Paris Match Belgique

La variole du singe change de nom

La variole du singe change de nom

Les deux noms cohabiteront pendant une période d'un an | © Belga

Santé

La variole du singe – monkeypox en anglais – s’appellera mpox, y compris dans les autres langues, a annoncé lundi l’Organisation mondiale de la santé.
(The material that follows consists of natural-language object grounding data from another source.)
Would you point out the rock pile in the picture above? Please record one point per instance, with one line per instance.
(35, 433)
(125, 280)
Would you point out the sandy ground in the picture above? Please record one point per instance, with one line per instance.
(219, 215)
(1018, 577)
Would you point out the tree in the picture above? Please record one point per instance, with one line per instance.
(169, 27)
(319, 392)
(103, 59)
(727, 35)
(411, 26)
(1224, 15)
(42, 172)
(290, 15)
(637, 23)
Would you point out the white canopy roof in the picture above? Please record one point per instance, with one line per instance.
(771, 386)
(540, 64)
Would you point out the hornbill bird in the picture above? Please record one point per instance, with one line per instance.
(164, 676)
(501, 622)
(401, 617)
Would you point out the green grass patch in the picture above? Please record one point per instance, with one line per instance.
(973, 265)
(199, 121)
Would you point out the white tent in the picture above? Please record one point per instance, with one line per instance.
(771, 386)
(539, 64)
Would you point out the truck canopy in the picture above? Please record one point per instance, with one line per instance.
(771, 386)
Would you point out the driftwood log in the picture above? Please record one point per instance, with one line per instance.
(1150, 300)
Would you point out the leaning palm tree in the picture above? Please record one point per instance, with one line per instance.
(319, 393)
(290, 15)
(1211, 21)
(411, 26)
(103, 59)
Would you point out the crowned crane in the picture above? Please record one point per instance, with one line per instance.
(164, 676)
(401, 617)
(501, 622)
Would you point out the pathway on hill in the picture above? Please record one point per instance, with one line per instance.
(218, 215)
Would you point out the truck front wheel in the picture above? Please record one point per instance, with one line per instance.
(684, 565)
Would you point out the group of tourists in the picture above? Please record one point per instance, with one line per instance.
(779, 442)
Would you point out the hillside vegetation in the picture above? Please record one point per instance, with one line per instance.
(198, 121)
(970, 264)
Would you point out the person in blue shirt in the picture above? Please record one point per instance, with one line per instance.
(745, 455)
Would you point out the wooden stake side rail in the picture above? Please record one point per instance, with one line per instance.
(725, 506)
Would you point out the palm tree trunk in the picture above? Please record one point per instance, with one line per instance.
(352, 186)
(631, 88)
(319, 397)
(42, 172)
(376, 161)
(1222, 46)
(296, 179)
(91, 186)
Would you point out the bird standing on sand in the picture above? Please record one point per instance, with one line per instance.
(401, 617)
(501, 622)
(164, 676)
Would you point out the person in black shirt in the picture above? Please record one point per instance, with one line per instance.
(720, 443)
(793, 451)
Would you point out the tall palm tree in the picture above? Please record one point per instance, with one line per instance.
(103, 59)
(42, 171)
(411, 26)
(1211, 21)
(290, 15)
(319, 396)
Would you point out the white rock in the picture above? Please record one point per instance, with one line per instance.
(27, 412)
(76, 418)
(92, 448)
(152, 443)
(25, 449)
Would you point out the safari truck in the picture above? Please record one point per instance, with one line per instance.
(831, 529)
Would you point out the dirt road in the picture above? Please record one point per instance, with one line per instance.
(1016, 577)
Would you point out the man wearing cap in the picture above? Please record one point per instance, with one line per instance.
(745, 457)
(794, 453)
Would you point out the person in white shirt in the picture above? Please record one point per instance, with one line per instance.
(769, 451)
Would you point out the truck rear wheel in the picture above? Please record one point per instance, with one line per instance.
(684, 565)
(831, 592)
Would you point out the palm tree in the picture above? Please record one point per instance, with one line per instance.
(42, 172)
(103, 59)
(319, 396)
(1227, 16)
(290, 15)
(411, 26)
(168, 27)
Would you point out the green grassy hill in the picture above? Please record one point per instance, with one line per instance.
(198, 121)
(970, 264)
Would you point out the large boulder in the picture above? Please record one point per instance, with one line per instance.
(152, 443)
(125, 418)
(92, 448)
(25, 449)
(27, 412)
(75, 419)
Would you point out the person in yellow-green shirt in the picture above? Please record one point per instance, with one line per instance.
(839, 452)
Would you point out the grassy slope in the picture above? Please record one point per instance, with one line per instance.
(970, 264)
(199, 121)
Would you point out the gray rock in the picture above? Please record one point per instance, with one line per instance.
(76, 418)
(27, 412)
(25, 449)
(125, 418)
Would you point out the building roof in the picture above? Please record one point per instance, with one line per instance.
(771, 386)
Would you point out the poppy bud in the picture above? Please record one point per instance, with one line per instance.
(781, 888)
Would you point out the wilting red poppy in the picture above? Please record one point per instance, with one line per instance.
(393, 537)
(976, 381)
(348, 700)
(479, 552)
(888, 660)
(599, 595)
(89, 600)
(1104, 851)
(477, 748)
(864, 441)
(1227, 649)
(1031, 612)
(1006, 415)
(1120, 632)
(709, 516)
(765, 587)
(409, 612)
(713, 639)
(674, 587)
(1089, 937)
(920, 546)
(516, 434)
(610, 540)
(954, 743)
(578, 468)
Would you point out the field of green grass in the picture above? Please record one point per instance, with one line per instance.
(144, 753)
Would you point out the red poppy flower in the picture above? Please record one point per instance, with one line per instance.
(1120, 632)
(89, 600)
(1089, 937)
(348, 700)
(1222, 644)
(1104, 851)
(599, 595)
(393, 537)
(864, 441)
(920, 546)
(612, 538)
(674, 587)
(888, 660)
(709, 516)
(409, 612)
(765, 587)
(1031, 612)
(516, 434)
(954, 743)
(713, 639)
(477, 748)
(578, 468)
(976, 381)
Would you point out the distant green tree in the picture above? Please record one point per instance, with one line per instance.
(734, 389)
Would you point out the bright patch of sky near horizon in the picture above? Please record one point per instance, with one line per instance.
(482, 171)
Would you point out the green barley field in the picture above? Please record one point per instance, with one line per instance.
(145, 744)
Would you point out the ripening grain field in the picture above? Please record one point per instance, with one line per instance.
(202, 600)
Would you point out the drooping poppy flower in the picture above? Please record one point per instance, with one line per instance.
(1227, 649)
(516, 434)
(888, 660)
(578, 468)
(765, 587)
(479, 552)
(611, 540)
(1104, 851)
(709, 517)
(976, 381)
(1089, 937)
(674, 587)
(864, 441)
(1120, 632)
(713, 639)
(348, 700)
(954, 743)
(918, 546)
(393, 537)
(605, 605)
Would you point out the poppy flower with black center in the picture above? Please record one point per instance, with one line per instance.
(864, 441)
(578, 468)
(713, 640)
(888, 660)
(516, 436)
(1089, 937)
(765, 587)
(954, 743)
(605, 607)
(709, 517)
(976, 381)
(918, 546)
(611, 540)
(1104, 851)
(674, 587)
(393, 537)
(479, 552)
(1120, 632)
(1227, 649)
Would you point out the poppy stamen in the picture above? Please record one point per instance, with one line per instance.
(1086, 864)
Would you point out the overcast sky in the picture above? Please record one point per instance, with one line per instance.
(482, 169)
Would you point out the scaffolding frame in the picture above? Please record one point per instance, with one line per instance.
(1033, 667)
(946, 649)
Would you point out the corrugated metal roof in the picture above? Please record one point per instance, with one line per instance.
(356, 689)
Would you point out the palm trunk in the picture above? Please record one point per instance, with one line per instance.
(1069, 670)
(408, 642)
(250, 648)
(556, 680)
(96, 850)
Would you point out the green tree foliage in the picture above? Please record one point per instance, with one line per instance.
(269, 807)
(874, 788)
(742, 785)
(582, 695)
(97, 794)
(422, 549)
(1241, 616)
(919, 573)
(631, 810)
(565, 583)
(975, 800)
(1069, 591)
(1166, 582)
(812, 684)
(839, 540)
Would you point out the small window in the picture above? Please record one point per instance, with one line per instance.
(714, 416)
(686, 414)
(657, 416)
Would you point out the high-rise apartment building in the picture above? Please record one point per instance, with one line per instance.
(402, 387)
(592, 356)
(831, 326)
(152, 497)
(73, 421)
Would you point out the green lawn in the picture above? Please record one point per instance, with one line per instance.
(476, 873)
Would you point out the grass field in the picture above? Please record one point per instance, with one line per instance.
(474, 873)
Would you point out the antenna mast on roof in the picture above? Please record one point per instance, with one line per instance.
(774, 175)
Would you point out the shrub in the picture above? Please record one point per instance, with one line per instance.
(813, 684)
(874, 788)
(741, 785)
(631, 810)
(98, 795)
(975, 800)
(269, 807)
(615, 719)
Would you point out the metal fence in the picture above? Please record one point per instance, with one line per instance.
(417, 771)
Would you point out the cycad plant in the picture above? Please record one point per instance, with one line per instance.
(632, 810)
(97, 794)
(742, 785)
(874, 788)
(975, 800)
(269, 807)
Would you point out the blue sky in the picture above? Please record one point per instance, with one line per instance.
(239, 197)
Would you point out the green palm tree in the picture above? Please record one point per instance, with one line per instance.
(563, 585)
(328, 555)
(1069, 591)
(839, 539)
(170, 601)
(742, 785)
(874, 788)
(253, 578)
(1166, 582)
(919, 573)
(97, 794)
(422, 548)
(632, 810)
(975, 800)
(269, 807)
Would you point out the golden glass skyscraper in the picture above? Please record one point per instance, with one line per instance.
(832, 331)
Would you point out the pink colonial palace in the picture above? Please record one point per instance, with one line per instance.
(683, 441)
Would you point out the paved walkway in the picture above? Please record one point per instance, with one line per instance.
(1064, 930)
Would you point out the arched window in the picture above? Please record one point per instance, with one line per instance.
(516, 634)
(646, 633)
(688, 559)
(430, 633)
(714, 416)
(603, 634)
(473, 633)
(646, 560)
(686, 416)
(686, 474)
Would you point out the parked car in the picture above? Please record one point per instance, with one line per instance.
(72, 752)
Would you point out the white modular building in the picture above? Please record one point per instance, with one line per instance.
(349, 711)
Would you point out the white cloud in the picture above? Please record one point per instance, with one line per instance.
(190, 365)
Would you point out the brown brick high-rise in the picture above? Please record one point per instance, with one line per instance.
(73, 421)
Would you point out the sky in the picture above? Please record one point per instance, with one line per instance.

Les deux noms cohabiteront pendant une période d’un an avant que le terme monkeypox ne soit abandonné, même s’il pourra toujours être recherché dans le classement international des maladies, a précisé l’OMS, qui a l’autorité pour nommer de nouvelles maladies et, très exceptionnellement, de changer le nom de maladies existantes.

« La question de l’utilisation du nouveau nom dans différentes langues a été longuement discutée. Le terme préféré mpox peut être utilisé dans d’autres langues », souligne l’OMS.

Lire aussi > Variole du singe : L’Europe « dans la bonne direction », selon l’OMS

Si ce nom devait poser un problème dans une langue, l’OMS lancerait des consultations avec les autorités gouvernementales compétentes et les sociétés scientifiques concernées, avant de trancher. Lorsque la flambée de cas de variole du singe a fait son apparition à partir du printemps 2022 « des propos racistes et stigmatisants en ligne, dans d’autres contextes et dans certaines communautés ont été observés et signalés à l’OMS », poussant un certain nombre de pays et d’individus ou organisations à demander un changement de nom, rappelle l’organisation.

Une période de transition

Mpox remplacera complètement monkeypox, après une période de transition d’un an. « Cela sert à atténuer les inquiétudes soulevées par les experts concernant la confusion causée par un changement de nom au milieu d’une flambée mondiale ». La variole du singe tient son nom du fait que le virus a été identifié à l’origine chez des singes destinés à la recherche au Danemark en 1958, mais la maladie se retrouve le plus souvent chez les rongeurs. Elle a été signalée pour la première fois chez l’homme en 1970 en République démocratique du Congo.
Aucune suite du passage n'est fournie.